Tuesday, May 28, 2013

Lake District Part the Second

This post will not be very long. I'm in the Manchester Airport, awaiting a flight above the oceans of the world. I have been very busy in London, and didn't have the chance to post about the rest of my time in the Lakes, and certainly did not have time to post about London and its many, many things. So here, I shall summarise here the last few days in the Lakes.
Windemere



Dove Cottage today
The Lake District wasn't all walking for me. I did visit the Keswick Pencil Museum, which houses the largest pencil known to the human race, and also has a model of a chap mining graphite from the Cumbrian land. I also, of course, visited Grasmere, and paid a visit to the grave of William Wordsworth and, on the other side, to Dove Cottage, the first house he lived in when he moved to Grasmere. Dove Cottage was the place where he wrote many of his famous poems, and where he lived with his wife and sister and children and essentially Coleridge, so often did he visit. It was interesting to see his house, and to think that it was here he lived and composed and made good use of his ego. I'd just like to pause here to give you one of my favourite bits of Wordsworth that I think gives a nice little image of the man and one aspect of Romantic poetry:


What is a Poet? He is a man speaking to men: a man, it is true, endued with more lively sensibility, more enthusiasm and tenderness, who has a greater knowledge of human nature, and a more comprehensive soul, than are supposed to be common among mankind; a man pleased with his own passions and volitions, and who rejoices more than other men in the spirit of life that is in him; delighting to contemplate similar volitions and passions as manifested in the goings-on of the universe, and habitually impelled to create them where he does not find them.

Visiting Wordsworth's grave was oddly emotional for me. I fear I must have been tired, and swear a tear did not escape mine eye. Wordsworth is buried with his family in a churchyard that smells like gingerbread and sits just above the Daffodil Garden in his name. It was already past the best of the daffodil season however, and I saw few of admirable note; neither did I see many along the shores of Ullswater, the lake that legend tells inspired that poem for which Wordsworth is most sadly known. Sure, daffodils are nice and all, but I think that one's been done to death now. It's even on the plastic souvenir bags one gets when one buys far too much Kendal Mint Cake. I've always much preferred a sadder poem, 'A slumber did my spirit seal,' which you may read of your own volition should you so wish here. Or elsewhere, such as, believe it or not, in what they call "books."

It was of course obligatory that I must stay at Windemere, and so I spent two nights there in a nice bed and breakfast and had a little look around. There is a walk one can take up a hill from which the lake in its entirety is visible, as well as much of the surrounding landscape. I had again a cloudy damp day when I did this, but nevertheless I was rather taken with the extent and form of the land and water.
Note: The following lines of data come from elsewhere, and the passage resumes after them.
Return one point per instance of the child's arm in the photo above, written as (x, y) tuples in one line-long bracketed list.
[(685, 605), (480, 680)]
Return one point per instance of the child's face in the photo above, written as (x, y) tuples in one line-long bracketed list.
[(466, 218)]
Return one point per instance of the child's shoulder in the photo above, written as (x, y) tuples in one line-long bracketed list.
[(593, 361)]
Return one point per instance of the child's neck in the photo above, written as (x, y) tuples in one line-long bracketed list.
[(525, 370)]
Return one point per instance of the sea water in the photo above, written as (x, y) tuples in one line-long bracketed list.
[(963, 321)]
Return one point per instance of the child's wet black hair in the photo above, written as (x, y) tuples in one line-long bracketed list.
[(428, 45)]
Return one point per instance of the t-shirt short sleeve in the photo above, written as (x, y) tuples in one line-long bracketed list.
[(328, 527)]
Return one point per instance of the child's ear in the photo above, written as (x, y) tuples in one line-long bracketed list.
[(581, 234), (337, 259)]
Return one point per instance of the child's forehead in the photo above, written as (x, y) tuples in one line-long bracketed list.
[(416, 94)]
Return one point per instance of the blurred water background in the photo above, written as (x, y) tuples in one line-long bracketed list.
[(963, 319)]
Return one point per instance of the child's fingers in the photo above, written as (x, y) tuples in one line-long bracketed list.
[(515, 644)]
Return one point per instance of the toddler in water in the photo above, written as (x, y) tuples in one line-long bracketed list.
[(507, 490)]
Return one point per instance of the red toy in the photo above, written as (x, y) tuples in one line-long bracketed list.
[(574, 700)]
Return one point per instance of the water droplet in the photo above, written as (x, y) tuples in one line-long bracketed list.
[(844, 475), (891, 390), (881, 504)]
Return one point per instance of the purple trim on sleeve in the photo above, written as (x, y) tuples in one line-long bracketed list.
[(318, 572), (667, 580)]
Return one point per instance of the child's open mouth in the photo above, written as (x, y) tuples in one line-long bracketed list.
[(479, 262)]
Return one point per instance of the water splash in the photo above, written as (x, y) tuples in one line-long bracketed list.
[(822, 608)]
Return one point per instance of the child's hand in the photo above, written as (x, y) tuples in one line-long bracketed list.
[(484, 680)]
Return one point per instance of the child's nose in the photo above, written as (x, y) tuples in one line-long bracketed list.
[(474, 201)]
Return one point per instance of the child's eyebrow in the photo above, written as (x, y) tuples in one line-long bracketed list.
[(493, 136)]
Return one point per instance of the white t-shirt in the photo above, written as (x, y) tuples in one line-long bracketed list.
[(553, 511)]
I caught a 50p ferry across the lake and walked in no particular direction, ending up beside farmland, beside the lake, through farmland, and then passing Hilltop, the ill-named house of Beatrix Potter (it was not on a hill; neither was it open) and taking a stroll along Hawkshead. It was a walk, the billboards told me, she had often taken, and a source of inspiration for the little characters that decorated said billboards.


I visited Aira Force (from the Norse fors, for, I believe, water fall). It is a very powerful crashing of water down a hillside, not in one mighty drop, but in several smaller ones that send the water churning and have cut through rock and crash and boil down in small places. At the tallest fall, I stood and was covered with spray as it pounded down. The water was a murky shade from all the rain.

And oh, I must have done other things, like enjoy watching television again, and having a room to myself and most certainly banning all snores, and seeing another red squirrel in Grasmere of which I cannot locate a photograph at this moment. The Lake District was beautiful. I imagine that it still probably is, but I have a plane to catch.